The cabooses were sitting on a railroad spur on Patterson Avenue, near the Roanoke River. After each caboose was lifted with straps and cables and loaded onto its trailer, workmen used blow torches to cut off excess metal, such as steps and tall pieces that protruded from the tops, in order to make the cars fit onto the trailers.
The cabooses, which weighed up to 33,000 pounds, were then secured with four steel alloy chains that can handle up to 14,000 pounds each.
Will Harris said he hoped the cars would be loaded and ready to roll by noon. Instead, it was nearly 3 p.m. before the trucks pulled out.
The caravan lumbered like an old coal train to 13th Street, then across Memorial Bridge before turning onto Grandin Road in the Raleigh Court neighborhood. A few onlookers watched from the sidewalks as the unscheduled parade of old rail cars rolled up the street.
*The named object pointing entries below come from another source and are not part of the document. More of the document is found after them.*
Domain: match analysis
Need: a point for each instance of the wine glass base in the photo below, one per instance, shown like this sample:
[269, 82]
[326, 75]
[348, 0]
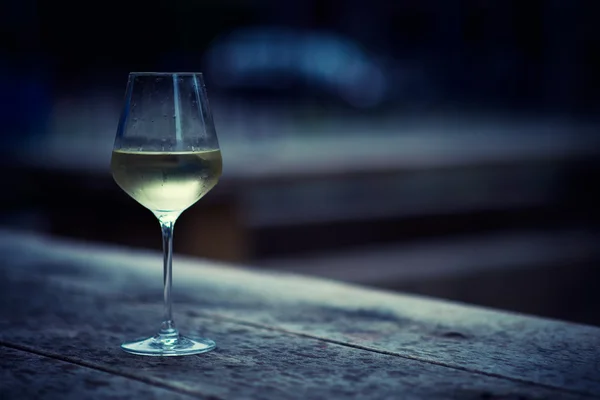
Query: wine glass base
[180, 346]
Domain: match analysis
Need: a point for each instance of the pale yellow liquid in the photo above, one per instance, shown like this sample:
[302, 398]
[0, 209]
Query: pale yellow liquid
[166, 182]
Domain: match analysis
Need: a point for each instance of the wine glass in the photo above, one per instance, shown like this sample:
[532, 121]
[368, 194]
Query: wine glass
[166, 156]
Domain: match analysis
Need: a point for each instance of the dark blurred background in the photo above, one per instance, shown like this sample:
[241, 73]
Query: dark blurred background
[445, 148]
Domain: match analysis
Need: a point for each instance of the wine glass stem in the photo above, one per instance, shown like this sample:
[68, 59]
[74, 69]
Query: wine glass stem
[168, 325]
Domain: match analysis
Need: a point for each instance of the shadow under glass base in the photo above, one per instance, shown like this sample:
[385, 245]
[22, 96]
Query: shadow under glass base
[177, 346]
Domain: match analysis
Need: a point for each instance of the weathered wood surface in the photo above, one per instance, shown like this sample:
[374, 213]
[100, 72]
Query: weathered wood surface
[26, 375]
[279, 336]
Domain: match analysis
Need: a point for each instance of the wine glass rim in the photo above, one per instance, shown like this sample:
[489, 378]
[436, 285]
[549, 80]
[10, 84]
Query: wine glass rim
[165, 73]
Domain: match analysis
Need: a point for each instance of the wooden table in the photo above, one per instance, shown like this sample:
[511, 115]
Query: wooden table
[67, 305]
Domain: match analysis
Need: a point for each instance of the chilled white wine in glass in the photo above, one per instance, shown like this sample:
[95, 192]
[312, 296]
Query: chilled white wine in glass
[166, 156]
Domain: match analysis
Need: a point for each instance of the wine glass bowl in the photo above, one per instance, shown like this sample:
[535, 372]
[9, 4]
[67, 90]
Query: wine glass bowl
[166, 156]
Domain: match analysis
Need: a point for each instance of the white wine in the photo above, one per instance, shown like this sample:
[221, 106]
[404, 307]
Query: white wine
[166, 182]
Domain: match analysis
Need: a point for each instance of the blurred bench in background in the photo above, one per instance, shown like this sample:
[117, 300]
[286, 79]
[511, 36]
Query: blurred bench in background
[385, 205]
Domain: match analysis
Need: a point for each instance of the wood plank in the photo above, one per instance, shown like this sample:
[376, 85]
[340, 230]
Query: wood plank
[92, 289]
[250, 362]
[25, 375]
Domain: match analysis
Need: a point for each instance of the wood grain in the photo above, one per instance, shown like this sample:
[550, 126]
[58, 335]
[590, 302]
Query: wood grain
[280, 335]
[24, 375]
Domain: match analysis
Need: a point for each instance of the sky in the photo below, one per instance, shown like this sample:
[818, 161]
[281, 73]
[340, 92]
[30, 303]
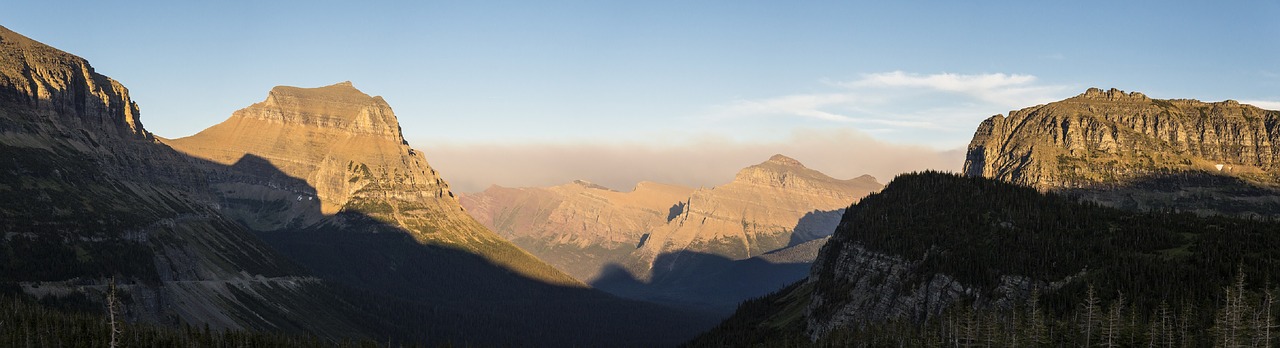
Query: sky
[544, 92]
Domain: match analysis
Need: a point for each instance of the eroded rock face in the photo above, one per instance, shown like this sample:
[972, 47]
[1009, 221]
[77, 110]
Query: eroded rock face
[767, 206]
[90, 192]
[333, 156]
[711, 246]
[1130, 151]
[1100, 137]
[63, 91]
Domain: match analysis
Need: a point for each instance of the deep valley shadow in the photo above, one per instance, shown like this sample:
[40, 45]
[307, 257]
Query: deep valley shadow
[814, 225]
[702, 280]
[1201, 192]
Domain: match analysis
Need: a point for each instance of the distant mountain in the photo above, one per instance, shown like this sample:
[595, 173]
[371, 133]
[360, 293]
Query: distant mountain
[87, 195]
[676, 245]
[325, 177]
[938, 259]
[1132, 151]
[351, 163]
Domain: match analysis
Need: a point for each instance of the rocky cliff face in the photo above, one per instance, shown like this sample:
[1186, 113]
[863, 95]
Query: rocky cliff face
[670, 242]
[767, 206]
[88, 193]
[343, 160]
[1101, 141]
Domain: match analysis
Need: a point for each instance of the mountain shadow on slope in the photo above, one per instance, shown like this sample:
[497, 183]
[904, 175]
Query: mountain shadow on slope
[717, 283]
[935, 248]
[702, 280]
[440, 294]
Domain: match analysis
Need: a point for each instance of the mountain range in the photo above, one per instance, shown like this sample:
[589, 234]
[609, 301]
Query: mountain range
[709, 247]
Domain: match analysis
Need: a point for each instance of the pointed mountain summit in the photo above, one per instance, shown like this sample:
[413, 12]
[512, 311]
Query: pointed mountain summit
[64, 90]
[1128, 150]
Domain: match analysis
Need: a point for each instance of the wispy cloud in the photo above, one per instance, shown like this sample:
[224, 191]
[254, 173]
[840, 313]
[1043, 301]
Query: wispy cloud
[901, 100]
[1264, 104]
[696, 160]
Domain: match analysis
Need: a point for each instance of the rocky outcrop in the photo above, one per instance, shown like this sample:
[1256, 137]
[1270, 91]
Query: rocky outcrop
[1100, 137]
[343, 161]
[62, 91]
[1133, 151]
[670, 242]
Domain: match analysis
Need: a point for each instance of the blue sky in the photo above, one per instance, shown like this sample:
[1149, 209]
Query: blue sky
[666, 76]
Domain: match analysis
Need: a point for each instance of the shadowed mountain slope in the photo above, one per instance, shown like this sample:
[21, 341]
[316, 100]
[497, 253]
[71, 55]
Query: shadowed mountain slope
[90, 195]
[673, 245]
[353, 202]
[933, 251]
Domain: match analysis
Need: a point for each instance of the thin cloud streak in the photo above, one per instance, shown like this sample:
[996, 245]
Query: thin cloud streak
[702, 161]
[890, 99]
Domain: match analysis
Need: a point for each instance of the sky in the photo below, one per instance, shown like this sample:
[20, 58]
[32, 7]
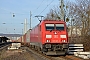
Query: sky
[21, 9]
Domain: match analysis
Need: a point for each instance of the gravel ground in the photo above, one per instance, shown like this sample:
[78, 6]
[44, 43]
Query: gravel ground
[16, 55]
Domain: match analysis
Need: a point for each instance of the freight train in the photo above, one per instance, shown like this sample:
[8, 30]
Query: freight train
[49, 36]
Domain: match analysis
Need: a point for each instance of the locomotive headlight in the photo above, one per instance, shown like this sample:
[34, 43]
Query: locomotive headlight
[48, 36]
[63, 36]
[47, 40]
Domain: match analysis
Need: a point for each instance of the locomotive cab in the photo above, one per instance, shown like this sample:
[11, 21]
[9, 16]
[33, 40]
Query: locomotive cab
[55, 38]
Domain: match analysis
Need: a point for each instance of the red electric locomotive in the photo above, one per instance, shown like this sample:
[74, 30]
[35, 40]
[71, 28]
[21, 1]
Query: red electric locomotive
[50, 36]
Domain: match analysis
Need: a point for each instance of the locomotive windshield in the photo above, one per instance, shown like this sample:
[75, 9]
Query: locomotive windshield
[59, 26]
[49, 26]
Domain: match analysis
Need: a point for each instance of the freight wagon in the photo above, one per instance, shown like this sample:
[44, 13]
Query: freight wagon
[49, 36]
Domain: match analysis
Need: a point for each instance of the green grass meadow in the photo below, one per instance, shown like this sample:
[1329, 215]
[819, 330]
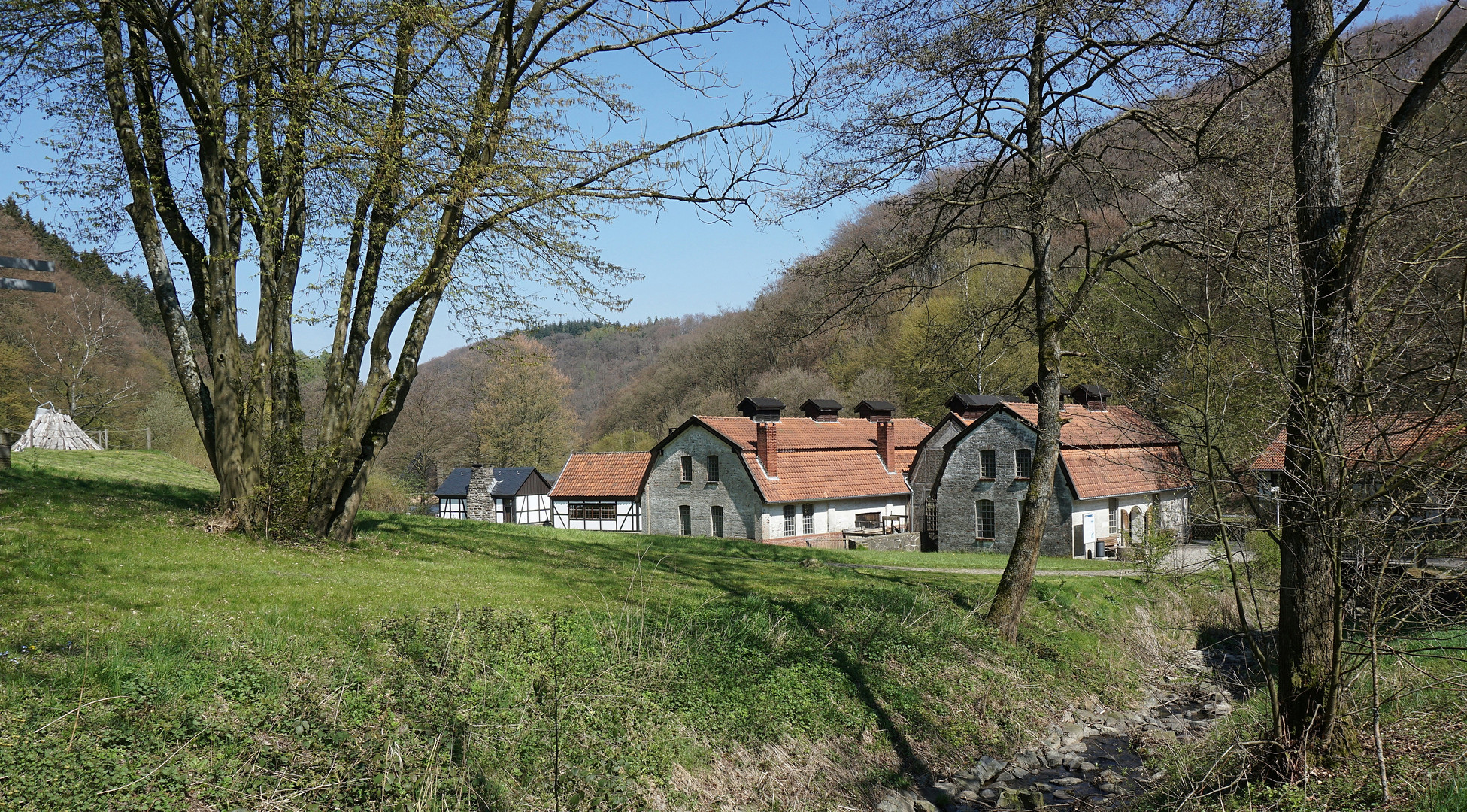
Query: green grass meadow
[438, 665]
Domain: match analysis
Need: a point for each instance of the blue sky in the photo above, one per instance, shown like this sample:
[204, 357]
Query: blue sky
[690, 264]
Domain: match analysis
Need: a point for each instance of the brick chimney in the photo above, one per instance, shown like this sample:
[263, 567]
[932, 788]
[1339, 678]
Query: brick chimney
[885, 443]
[766, 446]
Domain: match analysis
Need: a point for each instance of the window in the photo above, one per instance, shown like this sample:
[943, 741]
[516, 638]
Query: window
[592, 512]
[452, 509]
[1023, 464]
[985, 520]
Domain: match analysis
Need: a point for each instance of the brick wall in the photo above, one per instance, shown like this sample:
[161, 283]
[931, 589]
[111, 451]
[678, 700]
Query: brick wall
[666, 492]
[962, 487]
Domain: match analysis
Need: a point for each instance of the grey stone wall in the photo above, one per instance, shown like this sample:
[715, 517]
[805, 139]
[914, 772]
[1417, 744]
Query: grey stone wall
[925, 469]
[735, 492]
[962, 487]
[479, 504]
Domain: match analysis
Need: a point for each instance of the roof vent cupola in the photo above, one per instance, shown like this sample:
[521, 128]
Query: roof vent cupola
[971, 406]
[822, 411]
[874, 411]
[762, 409]
[1090, 396]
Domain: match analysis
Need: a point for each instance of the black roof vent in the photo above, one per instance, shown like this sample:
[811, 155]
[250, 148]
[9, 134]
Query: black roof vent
[762, 409]
[874, 409]
[971, 405]
[1090, 396]
[822, 411]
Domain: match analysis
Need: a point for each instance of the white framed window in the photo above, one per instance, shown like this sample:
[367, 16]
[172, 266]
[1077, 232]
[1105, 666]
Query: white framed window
[592, 512]
[985, 525]
[1023, 464]
[452, 509]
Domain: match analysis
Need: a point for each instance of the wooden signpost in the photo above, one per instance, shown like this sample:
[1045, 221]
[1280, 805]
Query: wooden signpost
[6, 283]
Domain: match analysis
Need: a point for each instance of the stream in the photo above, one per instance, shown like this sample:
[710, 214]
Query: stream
[1092, 758]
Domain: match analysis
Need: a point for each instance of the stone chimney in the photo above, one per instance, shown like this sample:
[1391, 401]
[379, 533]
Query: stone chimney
[887, 443]
[766, 446]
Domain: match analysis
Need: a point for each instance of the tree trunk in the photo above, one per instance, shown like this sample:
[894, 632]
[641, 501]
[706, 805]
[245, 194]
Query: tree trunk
[1319, 393]
[1018, 575]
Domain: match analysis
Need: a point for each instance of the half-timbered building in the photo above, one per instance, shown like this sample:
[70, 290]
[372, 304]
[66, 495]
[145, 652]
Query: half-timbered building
[511, 495]
[600, 492]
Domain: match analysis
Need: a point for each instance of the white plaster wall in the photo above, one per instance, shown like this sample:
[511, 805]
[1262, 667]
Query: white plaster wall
[831, 515]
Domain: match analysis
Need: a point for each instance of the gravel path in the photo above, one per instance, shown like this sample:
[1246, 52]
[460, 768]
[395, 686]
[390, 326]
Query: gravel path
[964, 571]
The heavy trucks made good time winding along U.S. 221 and climbing Bent Mountain, their engines chugging to the rhythm of “I think I can, I think I can, I think I can.”
The truckers were planning to come back to Apple Ridge Farm later to place the cabooses in their proper spots. By late afternoon, the expected one-day job had doubled, at least.
Norfolk Southern donated a blue Conrail caboose to the farm. Rail enthusiasts Percy and Linda Wilkins donated the 1950s-era, red caboose. The Roanoke Chapter of the National Railroad Historical Society has donated a boxcar that will be converted into a high-tech classroom called an E-Base, which will be powered by electricity from wind and the sun.
Volunteers, including Boy Scout s, will help renovate the cabooses into rental spaces during the coming months. The farm is also soliciting work from carpenters, electricians and painters to fix up the cabooses, which will have water and electricity. Lewis did not say when he expected the cabooses to open for visitors.
“All the volunteer time from so many people will save us thousands that we couldn’t afford,” Lewis said. “It’s been a dream to have facilities like this. This will really sustain us for another generation.”